Social Networks Become “Like Air”
Social networking is here to stay - but it’s changing. As my fellow panelist Charlene Li says, it’s becoming “like air” on the Web. In essence, social networking is nothing new, really. It’s simply a digital, global and scalable manifestation of our desire to communicate with other humans. The technology makes it easy for like-minded individuals to connect and collaborate around the topics they care about. This can range from personal to professional interests. A lot of it revolves around social causes.
Today we have three big social network hubs - LinkedIn, Facebook and MySpace (an Edelman client). In addition, we have an expanding constellation of smaller social networks such as Beebo, Twitter, YouTube and the hundreds of thousands of vertical communities that comprise Ning - a do-it-yourself platform. There will be room for all of them to thrive, but consumers soon won’t need to visit these destinations to connect with their network.
Social circles are becoming portable so they can follow the consumer to any site they want to visit. Facebook and Google, for example, each have competing technology platforms that Web site owners can integrate to allow consumers and their social circle to connect in new experiences without having to sign up for another network.
Brand marketers that may be tempted to build their own social networks need to consider that there may not be room in people’s lives for more than one or two. They will need to plug into the social “air” supply that the large networks are building across the Web so that consumers can stay connected to their existing networks.

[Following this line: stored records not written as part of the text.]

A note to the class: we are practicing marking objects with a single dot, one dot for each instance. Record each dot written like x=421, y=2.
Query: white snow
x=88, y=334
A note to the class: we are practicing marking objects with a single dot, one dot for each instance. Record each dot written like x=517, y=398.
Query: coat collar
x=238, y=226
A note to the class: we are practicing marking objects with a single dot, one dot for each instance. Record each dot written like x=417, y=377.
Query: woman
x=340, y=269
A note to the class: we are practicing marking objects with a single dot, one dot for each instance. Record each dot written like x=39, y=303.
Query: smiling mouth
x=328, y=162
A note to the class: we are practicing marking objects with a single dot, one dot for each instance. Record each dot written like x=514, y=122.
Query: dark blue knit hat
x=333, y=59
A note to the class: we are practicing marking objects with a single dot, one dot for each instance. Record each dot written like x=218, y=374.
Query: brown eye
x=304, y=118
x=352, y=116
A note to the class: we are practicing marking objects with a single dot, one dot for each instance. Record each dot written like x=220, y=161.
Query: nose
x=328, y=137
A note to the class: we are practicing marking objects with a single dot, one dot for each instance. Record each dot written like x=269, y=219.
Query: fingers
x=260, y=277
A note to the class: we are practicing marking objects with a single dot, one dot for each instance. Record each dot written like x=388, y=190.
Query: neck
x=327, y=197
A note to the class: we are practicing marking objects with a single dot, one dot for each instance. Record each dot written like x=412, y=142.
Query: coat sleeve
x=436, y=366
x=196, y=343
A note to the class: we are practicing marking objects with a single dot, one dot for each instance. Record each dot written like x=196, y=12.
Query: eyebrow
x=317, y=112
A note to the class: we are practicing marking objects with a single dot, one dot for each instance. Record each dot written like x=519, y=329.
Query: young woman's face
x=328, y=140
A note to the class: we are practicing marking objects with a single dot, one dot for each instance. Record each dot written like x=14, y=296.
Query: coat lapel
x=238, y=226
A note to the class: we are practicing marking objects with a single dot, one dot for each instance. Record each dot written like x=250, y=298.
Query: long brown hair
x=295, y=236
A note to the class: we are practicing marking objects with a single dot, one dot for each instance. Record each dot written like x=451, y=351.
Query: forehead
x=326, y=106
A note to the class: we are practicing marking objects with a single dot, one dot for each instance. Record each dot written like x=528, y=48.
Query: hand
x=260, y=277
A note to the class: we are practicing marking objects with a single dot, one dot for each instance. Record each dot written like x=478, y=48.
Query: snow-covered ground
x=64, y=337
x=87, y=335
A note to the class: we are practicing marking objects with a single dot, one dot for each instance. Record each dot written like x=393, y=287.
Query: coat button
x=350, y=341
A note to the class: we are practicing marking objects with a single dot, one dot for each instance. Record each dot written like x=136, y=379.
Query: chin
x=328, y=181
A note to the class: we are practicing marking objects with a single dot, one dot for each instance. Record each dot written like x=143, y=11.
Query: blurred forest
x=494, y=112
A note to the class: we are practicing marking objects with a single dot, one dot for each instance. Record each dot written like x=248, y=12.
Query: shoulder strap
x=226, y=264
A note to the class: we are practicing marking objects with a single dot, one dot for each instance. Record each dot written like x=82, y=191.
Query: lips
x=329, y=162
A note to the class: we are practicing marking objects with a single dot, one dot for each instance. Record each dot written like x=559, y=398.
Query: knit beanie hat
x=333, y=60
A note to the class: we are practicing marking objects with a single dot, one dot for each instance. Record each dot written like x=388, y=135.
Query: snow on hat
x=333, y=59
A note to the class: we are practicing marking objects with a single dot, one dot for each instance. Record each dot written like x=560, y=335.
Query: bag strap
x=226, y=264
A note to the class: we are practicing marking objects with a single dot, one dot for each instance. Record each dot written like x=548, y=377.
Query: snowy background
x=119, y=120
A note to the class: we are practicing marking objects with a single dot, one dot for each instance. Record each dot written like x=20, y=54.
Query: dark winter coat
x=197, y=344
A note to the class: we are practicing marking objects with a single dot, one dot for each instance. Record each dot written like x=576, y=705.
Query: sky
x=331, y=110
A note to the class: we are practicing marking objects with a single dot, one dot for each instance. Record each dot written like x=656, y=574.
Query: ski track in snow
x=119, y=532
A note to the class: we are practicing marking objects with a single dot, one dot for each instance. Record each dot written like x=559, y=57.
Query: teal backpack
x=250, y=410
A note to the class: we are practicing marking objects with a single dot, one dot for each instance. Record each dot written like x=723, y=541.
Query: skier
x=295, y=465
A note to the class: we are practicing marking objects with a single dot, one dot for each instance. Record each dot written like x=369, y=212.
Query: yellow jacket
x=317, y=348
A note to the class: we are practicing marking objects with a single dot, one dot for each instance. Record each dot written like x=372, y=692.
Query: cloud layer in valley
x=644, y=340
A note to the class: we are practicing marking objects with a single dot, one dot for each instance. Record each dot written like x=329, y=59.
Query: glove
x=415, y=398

Google: The Reputation Engine
The third trend that also will continue its current trajectory is the rising influence of search, particularly Google. The search engine, as of this writing, has 70 percent market share in the U.S. and is even higher in other countries - but not all.
Google is much more than a search engine. It’s media.
Every day people make purchasing and life decisions based on what they find on the Web. Patients visit their doctor’s office armed with reams of information they found on Google, some of it right, some wrong. Consumers are accessing Google from their cell phones to compare prices when shopping. And Wikipedia, a site that no one controls, tends to dominate many high–profile search results.
Google, Yahoo, Microsoft and others are increasingly tweaking their algorithms to stop spammers and other “black-hat” types. Today most search engine result pages tend to favor high–quality content produced by media, brands and individuals.
Communicators will need to know how to create and earn content that is not only findable, but worthy of discussion so that it earns and maintains visibility in Google - which often makes judgments based on quality.
What the future looks like in four years know one knows. However, if businesses follow these trends, at least directionally, they will be prepared to navigate the new environment.